Hi Anusha,
It is indeed possible to perform Google searches programmatically in Python with just a few lines of code. The setup may not be very straightforward, but the result is that you can search the entire web using the google search api python.
Here are the three main steps involved:
Step 1: Get Google API Key
The old PyGoogle SOAP API is no longer supported, and the AJAX API is also unavailable. To proceed, you’ll need to obtain a Google API key. For simple experimental use, I recommend using a “server key.”
You can find more details here: Google API Keys
Step 2: Set Up a Custom Search Engine to Search the Entire Web
Google Custom Search is the best available solution for programmatic searching. To set up a Custom Search Engine (CSE) that searches the entire web:
- Go to Google Custom Search and click “Create a Custom Search Engine.”
- Give it a name and description.
- In the “Sites to Search” box, enter at least one valid URL (just enter www.anyurl.com to move forward for now).

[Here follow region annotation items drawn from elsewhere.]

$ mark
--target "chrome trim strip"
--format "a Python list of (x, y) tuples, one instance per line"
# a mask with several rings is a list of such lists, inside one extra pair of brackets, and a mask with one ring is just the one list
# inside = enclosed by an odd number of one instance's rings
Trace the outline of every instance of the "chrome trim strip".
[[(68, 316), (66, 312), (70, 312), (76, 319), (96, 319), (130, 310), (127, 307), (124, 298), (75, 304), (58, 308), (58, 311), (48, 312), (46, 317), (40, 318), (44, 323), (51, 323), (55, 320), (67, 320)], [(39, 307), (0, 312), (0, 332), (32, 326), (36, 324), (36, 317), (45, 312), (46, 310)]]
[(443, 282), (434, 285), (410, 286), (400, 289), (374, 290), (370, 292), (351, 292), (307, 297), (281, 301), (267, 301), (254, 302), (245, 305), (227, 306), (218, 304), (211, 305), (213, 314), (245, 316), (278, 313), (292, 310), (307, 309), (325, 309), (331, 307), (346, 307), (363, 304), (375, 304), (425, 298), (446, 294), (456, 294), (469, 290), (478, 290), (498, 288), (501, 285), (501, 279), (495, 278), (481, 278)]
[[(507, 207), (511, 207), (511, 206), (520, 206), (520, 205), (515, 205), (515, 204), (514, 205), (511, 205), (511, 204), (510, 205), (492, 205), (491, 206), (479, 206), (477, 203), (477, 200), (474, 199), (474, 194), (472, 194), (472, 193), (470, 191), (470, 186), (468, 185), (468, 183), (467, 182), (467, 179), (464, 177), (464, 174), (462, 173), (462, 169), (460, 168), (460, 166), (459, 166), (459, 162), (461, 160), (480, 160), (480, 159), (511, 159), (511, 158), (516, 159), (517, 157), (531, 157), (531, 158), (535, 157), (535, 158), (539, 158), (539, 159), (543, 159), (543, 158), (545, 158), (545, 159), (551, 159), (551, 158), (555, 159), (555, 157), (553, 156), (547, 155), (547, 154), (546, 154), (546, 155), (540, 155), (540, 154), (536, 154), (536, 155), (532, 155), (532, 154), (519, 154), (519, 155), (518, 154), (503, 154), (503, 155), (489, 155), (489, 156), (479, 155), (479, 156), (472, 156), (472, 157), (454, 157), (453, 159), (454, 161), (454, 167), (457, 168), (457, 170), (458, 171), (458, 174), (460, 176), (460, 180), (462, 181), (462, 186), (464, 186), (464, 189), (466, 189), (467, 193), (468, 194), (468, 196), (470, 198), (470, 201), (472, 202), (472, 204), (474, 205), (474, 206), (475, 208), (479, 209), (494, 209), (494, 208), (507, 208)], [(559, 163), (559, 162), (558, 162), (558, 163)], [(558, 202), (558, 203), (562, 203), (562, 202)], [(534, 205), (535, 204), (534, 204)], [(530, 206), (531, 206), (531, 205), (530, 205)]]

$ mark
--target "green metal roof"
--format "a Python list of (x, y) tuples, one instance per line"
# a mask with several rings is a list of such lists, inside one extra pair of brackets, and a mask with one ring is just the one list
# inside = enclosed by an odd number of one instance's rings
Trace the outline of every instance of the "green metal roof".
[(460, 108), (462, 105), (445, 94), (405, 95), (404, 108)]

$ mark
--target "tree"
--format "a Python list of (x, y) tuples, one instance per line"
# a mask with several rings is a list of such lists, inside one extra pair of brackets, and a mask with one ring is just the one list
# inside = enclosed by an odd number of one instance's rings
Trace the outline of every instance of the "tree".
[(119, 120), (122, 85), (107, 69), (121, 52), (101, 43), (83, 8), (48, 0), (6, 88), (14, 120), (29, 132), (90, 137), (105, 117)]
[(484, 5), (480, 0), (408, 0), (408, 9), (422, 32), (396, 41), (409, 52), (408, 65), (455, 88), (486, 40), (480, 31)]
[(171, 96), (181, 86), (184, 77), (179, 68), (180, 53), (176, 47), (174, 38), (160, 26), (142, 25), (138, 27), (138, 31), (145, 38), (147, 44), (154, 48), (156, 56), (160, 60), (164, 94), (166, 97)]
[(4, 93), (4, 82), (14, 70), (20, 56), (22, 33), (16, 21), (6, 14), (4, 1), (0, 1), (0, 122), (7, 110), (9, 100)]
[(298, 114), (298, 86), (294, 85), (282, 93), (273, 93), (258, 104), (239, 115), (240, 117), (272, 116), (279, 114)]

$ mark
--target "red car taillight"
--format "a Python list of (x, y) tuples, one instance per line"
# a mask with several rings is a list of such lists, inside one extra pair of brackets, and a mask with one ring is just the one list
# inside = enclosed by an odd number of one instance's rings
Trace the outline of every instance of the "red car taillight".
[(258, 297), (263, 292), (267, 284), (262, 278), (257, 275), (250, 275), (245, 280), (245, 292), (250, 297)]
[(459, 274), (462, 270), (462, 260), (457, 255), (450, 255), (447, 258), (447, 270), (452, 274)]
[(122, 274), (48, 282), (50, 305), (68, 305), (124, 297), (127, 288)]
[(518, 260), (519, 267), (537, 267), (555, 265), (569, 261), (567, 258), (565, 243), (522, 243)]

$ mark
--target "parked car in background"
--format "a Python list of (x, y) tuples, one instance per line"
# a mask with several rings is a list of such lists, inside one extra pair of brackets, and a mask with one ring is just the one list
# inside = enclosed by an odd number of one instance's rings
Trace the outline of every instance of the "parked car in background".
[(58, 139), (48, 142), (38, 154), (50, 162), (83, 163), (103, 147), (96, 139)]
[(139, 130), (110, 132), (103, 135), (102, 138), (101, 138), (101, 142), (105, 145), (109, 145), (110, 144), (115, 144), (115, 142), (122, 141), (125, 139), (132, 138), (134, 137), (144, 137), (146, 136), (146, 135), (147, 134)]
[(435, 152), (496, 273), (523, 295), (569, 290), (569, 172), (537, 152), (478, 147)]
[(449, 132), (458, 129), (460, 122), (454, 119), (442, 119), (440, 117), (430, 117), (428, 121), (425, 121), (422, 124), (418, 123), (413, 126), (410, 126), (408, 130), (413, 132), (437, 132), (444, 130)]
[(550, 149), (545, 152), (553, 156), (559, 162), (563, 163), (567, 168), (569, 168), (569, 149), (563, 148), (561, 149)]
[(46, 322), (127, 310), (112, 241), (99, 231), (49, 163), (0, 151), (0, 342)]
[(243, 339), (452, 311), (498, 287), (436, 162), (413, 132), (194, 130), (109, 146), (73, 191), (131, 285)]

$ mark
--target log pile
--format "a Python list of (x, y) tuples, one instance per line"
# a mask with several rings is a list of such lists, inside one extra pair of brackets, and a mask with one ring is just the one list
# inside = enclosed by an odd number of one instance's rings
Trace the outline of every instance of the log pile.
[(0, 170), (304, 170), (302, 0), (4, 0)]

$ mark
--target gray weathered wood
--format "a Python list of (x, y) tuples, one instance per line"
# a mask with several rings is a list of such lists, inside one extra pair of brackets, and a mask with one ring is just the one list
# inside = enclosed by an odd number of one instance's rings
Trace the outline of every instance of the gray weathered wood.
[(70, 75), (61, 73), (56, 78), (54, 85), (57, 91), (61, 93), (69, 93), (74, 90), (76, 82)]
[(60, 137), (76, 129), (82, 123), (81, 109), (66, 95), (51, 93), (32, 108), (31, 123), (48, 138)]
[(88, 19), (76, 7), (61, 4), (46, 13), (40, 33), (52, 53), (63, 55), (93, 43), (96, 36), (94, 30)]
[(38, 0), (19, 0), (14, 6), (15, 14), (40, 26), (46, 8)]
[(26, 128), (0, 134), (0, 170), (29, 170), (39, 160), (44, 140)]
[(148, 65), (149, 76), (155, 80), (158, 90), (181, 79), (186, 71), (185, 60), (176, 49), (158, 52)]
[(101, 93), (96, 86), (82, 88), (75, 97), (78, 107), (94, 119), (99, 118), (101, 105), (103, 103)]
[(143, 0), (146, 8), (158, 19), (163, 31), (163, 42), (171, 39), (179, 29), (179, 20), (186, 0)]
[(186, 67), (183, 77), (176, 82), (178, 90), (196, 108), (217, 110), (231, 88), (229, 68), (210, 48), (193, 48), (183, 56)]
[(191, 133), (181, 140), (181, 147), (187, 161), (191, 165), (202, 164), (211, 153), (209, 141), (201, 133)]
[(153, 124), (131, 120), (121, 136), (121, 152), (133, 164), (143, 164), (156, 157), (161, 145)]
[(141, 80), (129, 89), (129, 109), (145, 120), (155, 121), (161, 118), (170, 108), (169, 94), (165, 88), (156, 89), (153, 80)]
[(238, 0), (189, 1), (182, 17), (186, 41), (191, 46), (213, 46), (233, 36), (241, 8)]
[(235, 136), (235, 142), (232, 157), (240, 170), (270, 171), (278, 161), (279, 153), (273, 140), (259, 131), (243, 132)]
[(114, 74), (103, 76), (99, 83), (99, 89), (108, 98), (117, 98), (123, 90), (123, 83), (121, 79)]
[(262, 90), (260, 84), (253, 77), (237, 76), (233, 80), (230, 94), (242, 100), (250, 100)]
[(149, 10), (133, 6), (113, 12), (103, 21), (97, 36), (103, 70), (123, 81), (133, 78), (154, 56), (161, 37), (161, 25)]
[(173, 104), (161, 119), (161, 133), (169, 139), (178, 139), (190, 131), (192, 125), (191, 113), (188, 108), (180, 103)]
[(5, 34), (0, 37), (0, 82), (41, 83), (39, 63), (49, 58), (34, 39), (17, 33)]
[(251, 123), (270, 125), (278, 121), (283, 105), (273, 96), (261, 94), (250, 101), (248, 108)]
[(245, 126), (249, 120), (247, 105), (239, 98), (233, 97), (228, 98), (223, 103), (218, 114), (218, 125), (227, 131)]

- Choose the CSE edition, accept the Terms of Service, and click Next.
- After completing the setup, navigate to your Control Panel and click “Basics.”
- In the “Search Preferences” section, select “Search the entire web but emphasize included sites.”
- Save your changes and delete the site you entered earlier.
More details can be found here: Google Custom Search Help
Step 3: Install Google API Client for Python
You need to install the google-api-python-client package to interact with the Google Custom Search API. Use this command to install it:
pip install google-api-python-client
More information is available on the GitHub repository and in the official Google documentation.
Step 4 (Bonus): Perform the Search
After the setup, you can use the following Python code to perform searches:
from googleapiclient.discovery import build
import pprint
my_api_key = "Your Google API Key"
my_cse_id = "Your Custom Search Engine ID"
def google_search(search_term, api_key, cse_id, **kwargs):
service = build("customsearch", "v1", developerKey=api_key)
res = service.cse().list(q=search_term, cx=cse_id, **kwargs).execute()
return res['items']
results = google_search('stackoverflow site:en.wikipedia.org', my_api_key, my_cse_id, num=10)
for result in results:
pprint.pprint(result)
This code should help you replicate the behavior of your original snippet. Note that num has an upper limit of 10, so you may need to update start in a loop for larger result sets.